First introduced into Europe from China in the mid-18th century, the peony has been a source of delight to westerners ever since, especially in the northern hemisphere, where they thrive, says Diana. She likes to quote James Kelway, the pioneering English grower, who said about peonies: “They are tough as a Scotch thistle, as hardy as paving stones and as full of vigour as a common marigold.”
Diana’s current business model involves the online sale of the divided peony rootstock in the fall, the best season to plant them. She mails them to buyers, or customers can visit the farm in October for pickup. Until her own young plants mature enough to divide, she’ll continue selling to others the same stock she buys from top suppliers in Canada, the United States and the Netherlands.
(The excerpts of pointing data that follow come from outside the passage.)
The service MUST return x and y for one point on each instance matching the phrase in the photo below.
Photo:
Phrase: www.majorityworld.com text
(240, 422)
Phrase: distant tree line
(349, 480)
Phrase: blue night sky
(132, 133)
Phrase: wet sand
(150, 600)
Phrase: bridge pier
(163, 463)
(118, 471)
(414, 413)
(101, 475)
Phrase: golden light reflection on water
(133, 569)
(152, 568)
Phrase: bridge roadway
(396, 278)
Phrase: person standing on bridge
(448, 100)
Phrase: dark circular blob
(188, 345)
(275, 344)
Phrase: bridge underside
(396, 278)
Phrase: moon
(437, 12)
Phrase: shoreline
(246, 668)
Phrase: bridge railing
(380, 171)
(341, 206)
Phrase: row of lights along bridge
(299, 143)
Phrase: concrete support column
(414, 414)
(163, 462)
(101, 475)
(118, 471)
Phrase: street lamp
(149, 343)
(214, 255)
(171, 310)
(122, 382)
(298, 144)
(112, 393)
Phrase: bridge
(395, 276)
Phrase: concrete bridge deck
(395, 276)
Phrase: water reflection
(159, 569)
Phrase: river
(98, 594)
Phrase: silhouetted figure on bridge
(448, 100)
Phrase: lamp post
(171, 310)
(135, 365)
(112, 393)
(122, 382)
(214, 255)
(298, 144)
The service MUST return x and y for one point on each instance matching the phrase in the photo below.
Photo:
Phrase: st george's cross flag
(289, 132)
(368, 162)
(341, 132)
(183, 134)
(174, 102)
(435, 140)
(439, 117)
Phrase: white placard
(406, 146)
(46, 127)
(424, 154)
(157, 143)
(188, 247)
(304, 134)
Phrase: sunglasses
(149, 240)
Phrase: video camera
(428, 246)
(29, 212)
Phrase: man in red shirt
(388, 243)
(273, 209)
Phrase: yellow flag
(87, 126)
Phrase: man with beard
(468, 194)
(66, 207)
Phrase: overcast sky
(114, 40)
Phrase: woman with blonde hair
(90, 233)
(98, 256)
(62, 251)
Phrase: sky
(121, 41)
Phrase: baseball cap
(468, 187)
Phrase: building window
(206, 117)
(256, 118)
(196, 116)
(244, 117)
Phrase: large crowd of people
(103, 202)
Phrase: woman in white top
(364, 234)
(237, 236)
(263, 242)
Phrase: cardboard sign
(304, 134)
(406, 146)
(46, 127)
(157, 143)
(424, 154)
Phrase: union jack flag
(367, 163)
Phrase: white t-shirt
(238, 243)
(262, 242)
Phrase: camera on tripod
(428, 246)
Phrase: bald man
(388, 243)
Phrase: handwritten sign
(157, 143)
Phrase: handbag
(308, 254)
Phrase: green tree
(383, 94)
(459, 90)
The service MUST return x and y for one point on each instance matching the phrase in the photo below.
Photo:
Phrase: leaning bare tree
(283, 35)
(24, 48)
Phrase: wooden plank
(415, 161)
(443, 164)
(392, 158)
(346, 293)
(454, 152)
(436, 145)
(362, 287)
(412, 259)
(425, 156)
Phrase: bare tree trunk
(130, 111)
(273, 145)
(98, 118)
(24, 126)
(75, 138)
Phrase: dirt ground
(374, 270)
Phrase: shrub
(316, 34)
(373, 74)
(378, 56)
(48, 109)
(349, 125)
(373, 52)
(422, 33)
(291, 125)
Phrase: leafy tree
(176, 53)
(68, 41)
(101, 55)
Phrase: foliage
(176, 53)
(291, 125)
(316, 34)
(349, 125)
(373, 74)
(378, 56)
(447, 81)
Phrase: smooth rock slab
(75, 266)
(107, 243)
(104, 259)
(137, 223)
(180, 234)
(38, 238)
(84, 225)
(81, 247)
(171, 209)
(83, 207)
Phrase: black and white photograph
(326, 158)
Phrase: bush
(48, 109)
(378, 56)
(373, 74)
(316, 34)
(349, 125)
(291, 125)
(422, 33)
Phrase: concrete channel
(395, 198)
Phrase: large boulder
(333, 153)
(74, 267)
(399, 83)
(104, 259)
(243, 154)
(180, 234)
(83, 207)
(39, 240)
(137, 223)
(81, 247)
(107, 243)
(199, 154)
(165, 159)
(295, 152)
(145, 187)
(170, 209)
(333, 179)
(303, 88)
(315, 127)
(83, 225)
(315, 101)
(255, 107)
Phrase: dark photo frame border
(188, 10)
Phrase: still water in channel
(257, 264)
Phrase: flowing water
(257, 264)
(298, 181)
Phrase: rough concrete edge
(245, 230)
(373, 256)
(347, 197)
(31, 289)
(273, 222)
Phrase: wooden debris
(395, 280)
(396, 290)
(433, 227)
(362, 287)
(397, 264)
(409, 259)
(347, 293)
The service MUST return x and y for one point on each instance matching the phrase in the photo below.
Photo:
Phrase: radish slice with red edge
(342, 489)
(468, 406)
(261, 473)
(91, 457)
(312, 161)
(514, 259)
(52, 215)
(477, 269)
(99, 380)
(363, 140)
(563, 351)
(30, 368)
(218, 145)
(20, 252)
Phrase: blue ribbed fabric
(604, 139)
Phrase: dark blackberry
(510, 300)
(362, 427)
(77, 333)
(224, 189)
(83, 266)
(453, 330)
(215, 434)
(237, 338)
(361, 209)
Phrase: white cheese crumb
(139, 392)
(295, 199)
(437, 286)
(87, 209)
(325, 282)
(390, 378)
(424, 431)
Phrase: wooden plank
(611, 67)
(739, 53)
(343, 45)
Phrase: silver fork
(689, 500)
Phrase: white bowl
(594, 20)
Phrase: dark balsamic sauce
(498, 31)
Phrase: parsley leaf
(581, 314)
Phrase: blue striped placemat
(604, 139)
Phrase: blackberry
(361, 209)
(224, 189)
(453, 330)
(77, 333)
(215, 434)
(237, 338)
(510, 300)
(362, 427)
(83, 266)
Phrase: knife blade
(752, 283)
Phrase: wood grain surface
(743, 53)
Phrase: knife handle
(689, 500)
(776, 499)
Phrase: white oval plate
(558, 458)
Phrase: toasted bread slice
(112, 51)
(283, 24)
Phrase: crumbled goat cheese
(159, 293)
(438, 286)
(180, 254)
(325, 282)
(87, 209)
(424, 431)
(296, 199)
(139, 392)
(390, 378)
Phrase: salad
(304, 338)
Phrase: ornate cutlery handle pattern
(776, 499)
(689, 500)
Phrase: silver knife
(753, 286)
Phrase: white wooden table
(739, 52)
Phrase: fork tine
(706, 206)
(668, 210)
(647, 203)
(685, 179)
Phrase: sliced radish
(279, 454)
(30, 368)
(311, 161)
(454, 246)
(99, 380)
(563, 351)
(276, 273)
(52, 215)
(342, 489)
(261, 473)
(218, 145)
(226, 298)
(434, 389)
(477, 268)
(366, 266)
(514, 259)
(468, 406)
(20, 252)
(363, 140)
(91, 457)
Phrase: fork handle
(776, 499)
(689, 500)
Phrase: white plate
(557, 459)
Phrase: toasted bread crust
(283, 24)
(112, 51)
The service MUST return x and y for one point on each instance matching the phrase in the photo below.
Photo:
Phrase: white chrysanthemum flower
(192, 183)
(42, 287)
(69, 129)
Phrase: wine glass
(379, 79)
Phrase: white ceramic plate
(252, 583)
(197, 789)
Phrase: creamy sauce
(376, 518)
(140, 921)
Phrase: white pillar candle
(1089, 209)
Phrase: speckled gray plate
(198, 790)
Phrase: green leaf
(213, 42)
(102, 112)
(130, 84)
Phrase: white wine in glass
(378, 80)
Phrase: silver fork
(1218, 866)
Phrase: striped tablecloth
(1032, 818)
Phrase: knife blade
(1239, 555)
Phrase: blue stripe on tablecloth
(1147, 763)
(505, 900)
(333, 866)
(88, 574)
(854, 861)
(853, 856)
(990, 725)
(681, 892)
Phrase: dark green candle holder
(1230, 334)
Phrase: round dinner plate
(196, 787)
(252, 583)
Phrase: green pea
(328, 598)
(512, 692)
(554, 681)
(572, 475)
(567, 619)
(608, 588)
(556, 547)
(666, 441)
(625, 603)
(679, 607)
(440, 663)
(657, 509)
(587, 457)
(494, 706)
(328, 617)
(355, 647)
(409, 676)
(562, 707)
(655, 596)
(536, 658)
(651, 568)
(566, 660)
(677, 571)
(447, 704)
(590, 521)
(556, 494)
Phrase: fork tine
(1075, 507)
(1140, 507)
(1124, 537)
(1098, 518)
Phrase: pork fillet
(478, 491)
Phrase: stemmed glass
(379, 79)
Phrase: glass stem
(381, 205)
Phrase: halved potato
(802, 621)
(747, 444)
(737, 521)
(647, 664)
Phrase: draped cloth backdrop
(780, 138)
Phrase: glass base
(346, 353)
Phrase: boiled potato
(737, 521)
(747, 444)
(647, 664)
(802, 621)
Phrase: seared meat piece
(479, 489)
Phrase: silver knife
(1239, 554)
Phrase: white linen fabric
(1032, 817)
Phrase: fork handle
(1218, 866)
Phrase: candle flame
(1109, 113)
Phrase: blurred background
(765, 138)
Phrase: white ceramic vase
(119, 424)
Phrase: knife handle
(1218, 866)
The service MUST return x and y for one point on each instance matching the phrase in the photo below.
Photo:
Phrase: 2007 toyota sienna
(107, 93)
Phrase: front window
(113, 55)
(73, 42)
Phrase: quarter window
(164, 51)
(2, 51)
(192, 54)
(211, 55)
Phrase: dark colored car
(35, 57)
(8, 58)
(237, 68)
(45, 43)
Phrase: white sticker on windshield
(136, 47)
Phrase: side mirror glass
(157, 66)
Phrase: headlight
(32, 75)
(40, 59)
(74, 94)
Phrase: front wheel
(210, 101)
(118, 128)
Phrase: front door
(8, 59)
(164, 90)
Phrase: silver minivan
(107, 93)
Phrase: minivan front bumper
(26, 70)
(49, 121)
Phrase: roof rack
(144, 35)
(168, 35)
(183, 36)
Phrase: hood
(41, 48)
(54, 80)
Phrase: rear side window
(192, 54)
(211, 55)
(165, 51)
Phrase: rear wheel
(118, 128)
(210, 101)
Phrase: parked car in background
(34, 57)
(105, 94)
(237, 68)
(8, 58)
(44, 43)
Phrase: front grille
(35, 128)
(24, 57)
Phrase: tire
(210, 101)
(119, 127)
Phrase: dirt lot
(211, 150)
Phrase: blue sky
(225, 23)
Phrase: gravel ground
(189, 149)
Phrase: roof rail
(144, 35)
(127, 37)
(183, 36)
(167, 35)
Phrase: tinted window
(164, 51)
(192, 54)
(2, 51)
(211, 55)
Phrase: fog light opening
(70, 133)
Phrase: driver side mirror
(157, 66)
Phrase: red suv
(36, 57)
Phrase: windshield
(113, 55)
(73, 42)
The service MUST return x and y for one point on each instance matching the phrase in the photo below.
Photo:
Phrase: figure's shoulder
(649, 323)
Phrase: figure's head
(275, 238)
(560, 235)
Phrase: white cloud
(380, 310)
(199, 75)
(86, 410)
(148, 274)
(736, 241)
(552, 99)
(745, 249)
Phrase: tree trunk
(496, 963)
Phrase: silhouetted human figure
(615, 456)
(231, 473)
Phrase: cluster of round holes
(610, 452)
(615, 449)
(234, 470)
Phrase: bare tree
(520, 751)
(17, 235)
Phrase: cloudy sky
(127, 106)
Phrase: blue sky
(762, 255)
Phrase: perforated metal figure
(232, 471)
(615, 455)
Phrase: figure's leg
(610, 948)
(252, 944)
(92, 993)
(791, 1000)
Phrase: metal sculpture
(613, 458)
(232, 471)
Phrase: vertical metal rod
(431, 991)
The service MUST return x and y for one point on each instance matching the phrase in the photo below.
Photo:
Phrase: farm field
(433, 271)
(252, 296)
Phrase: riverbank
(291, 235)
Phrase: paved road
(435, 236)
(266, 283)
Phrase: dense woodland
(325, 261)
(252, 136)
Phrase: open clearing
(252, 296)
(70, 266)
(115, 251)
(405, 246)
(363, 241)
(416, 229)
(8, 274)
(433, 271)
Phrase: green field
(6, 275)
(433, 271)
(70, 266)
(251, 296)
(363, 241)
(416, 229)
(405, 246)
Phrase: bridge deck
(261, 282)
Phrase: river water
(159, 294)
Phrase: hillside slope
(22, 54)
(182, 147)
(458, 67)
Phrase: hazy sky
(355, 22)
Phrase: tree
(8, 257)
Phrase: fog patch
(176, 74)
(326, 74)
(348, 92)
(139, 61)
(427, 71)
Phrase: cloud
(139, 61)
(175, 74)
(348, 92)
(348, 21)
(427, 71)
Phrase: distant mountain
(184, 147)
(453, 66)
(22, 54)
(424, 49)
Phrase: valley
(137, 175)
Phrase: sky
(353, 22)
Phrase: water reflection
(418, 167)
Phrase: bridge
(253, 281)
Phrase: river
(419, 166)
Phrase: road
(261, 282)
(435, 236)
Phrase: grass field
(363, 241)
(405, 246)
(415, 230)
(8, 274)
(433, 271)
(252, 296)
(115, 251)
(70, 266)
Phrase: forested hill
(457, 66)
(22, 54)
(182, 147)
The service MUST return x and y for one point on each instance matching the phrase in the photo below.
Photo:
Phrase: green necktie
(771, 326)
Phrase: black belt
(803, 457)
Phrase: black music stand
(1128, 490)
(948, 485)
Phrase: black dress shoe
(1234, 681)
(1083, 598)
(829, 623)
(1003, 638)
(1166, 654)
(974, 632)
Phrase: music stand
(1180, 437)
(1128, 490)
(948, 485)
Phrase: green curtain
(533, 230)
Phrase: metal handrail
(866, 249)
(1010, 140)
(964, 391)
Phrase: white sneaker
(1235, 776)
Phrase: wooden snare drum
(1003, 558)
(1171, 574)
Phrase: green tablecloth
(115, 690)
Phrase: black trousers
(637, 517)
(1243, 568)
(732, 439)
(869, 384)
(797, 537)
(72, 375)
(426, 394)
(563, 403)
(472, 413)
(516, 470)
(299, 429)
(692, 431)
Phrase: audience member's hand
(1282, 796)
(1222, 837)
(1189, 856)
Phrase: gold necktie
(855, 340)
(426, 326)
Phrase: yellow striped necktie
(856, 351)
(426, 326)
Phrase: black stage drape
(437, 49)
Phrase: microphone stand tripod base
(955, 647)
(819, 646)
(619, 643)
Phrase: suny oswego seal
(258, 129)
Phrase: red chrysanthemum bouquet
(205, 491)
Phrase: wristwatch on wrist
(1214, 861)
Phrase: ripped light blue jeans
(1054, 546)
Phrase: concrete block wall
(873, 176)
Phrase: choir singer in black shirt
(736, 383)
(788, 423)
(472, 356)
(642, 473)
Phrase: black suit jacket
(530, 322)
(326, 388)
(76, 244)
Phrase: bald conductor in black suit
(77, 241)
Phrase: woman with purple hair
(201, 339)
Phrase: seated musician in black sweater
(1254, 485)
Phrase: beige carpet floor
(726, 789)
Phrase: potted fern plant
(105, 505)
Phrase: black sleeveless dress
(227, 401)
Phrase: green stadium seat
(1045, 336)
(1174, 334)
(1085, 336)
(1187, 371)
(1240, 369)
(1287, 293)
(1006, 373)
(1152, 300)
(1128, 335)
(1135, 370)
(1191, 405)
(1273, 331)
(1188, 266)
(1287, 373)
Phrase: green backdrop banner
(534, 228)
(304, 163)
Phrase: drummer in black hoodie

Two of the herbaceous peonies Diana grows and sells, the red and white ‘Candy Stripe’ and ‘Auntie Sherry’. Photo by Tessa Angus.
This year, Diana plans to add 22 new varieties, bringing the total to 130. And this fall, she’ll offer about 100 of those for sale online. Included will be many Itoh varieties, crosses between the sturdy tree peony and the herbaceous variety that droops not long after it provides armfuls of fragrant blooms. Japanese horticulturist Toichi Itoh created the hybrids in the late 1940s, and until 15 years ago their roots sometimes sold for $500. The most expensive beauties on the Caledon Hills website are $95 and include the cheerful yellow ‘Garden Treasure’ with its green, cream and pink centre, and the ‘Julia Rose’ which starts in early summer as a soft cherry pink, then fades to a salmon tone and finishes the season in peaches and cream.

A charming bouquet showcases several luscious varieties. Photo by Tessa Angus.
Diana and her daughter, Tessa Angus, have designed the Caledon Hills Peony Farm website with other peony addicts in mind: stunning photos, insider planting tips and research gleaned from the Canadian Peony Association and the American Peony Society. If a peony variety has the Award of Landscape Merit by the American Peony Society, for instance, that handy shorthand says it has a reliable track record and will stand up without needing to be propped by hoops or supports. “I read everything I can find and I try to give the most accurate information possible,” says Diana. “It’s fun if you’re an obsessive sort of person.”
With an eye to how other flower farmers scale their businesses, Diana keenly follows developments in the industry. She has already received her first shipment of Floret Farm seed packets, and she keeps an eye on a New Jersey outfit cheekily called Peony Envy. She may one day sell cut peonies, and she’s considering opening to the public during the four- to five-week summer period when peonies bloom. It will be 2020, however, before she’s ready to sell her own rootstock – but patience is built into her vision. “It’s a long game,” she says dryly.